La invasion is Piglia's debut collection, and though not at the same level as Nombre Falso or his novels, still reflects his talent and sense of storytelling. One thing I found interesting was how he manages to use the influence of predecessors like Borges or Arlt while still making the stories very much his own. Favorites include “Las actas del juicio” and “Mi amigo.” A couple of the stories–“Las actas del juicio” and “Mata Hari 55”–are included in some editions of Nombre Falso.
The aristocracy of vampires has gathered at the ancient fortress of Castle Banat in the Carpathian Mountains to argue politics and, for some, to partake of the Golden, a woman who has been bred to have blood of a particularly delectable and intoxicating quality. However, when the Golden is discovered murdered one evening, it falls on newly converted vampire Beheim, who was previously a police inspector, to seek out the culprit.

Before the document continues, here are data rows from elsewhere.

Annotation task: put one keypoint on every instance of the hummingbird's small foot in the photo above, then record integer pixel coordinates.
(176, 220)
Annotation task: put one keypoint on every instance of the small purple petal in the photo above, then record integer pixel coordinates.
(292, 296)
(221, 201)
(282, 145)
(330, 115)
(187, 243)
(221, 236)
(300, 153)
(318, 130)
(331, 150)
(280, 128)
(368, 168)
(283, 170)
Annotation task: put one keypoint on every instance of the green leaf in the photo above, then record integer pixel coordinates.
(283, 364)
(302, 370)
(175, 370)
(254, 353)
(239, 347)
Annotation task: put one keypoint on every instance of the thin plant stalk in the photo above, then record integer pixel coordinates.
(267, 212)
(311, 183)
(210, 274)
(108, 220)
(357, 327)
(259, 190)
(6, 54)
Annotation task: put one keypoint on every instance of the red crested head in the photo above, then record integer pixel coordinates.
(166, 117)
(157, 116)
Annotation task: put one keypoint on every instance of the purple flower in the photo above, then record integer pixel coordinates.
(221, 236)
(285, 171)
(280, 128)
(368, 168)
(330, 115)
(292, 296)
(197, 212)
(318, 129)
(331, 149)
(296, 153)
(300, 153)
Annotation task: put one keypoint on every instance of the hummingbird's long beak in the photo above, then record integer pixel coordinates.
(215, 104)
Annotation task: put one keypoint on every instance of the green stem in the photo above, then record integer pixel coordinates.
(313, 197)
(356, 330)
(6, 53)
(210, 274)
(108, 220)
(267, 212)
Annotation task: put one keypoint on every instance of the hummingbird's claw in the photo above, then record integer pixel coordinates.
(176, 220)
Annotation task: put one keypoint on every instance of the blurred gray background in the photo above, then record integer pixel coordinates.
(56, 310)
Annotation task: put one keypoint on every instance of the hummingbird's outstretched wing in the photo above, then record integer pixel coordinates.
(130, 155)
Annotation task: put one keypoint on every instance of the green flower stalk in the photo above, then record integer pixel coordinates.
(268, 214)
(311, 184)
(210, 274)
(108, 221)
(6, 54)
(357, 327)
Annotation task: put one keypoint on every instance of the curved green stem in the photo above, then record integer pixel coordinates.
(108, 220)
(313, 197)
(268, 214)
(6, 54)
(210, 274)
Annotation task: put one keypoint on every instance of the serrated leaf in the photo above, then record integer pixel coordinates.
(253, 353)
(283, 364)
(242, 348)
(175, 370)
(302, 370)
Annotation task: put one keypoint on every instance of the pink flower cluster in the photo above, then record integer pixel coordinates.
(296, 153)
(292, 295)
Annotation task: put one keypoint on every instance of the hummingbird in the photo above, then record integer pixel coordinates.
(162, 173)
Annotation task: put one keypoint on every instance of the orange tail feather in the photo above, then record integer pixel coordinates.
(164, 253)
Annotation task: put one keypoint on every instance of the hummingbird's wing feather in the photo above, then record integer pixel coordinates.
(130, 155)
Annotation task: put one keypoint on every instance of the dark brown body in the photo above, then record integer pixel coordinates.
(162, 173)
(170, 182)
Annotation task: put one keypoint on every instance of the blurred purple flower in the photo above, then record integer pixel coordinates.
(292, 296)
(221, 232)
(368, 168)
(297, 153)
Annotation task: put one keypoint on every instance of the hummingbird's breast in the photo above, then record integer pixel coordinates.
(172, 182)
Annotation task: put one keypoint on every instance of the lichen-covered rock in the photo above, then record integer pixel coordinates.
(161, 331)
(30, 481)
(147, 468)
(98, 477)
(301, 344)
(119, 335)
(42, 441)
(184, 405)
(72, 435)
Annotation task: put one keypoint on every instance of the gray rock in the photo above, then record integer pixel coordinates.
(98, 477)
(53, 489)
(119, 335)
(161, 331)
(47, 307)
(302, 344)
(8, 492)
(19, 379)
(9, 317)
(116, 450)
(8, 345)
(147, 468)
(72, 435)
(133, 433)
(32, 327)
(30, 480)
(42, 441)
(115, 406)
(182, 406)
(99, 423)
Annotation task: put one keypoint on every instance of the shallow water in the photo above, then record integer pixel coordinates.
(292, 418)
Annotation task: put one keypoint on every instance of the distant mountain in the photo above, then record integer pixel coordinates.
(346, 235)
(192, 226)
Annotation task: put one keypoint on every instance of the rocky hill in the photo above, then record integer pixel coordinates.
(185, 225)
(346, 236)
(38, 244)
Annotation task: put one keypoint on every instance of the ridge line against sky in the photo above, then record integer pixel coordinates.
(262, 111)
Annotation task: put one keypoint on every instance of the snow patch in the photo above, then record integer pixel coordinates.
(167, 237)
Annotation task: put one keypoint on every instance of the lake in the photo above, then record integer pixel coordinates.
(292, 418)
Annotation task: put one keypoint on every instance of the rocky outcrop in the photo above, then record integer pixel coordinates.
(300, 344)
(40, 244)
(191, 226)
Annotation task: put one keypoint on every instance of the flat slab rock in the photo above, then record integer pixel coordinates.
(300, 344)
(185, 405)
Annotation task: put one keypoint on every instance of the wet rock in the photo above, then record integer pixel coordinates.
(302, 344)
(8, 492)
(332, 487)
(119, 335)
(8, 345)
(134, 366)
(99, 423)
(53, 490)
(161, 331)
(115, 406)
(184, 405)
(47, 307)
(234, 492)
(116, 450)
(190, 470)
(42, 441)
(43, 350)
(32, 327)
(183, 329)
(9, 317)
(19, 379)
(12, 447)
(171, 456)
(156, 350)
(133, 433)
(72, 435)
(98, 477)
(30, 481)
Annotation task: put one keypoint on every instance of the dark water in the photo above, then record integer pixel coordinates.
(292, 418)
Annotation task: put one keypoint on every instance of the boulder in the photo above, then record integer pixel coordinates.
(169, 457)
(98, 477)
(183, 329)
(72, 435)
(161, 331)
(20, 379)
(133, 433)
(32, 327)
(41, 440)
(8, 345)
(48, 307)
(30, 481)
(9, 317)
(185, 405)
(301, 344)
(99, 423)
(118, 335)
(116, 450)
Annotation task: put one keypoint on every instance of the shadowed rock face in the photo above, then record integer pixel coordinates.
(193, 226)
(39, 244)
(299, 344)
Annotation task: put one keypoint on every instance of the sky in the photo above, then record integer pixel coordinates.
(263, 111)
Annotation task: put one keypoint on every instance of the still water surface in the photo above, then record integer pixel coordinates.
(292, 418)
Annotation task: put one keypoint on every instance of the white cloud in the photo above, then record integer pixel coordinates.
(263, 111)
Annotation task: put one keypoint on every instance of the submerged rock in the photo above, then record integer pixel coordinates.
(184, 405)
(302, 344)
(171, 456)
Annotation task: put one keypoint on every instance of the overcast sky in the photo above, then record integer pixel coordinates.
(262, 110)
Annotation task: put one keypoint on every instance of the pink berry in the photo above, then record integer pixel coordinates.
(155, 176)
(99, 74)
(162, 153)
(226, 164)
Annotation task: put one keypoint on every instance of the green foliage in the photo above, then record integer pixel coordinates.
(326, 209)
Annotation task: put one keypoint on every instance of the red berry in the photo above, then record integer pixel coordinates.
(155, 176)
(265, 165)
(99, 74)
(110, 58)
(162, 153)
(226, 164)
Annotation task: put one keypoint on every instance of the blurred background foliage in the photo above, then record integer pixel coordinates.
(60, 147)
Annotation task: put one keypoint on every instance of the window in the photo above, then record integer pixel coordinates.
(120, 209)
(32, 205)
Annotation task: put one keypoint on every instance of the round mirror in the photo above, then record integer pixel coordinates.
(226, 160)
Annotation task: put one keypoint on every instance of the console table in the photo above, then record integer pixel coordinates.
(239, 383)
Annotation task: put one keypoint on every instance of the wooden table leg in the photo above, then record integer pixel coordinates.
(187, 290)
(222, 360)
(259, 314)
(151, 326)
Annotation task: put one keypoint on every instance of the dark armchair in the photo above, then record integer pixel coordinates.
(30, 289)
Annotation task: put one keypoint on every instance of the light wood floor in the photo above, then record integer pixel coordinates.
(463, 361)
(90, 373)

He soon learns that this investigation will be like none he conducted as a mortal and that failure could spell his doom.
The first word that comes to mind when thinking about this book is “operatic.” The setting of Castle Banat, which is vast and mysterious enough to rival Gormenghast, holds many mysteries, and the intrigues between the vampires are often quite complex. Beheim is an interesting protagonist, largely sympathetic, though flawed; we see these flaws amplified as part of his new existence, and there are times it is easy to wonder if he will cross over from sympathetic to deranged. Shepard's style is up to the task of describing such an grandiose and fascinating story.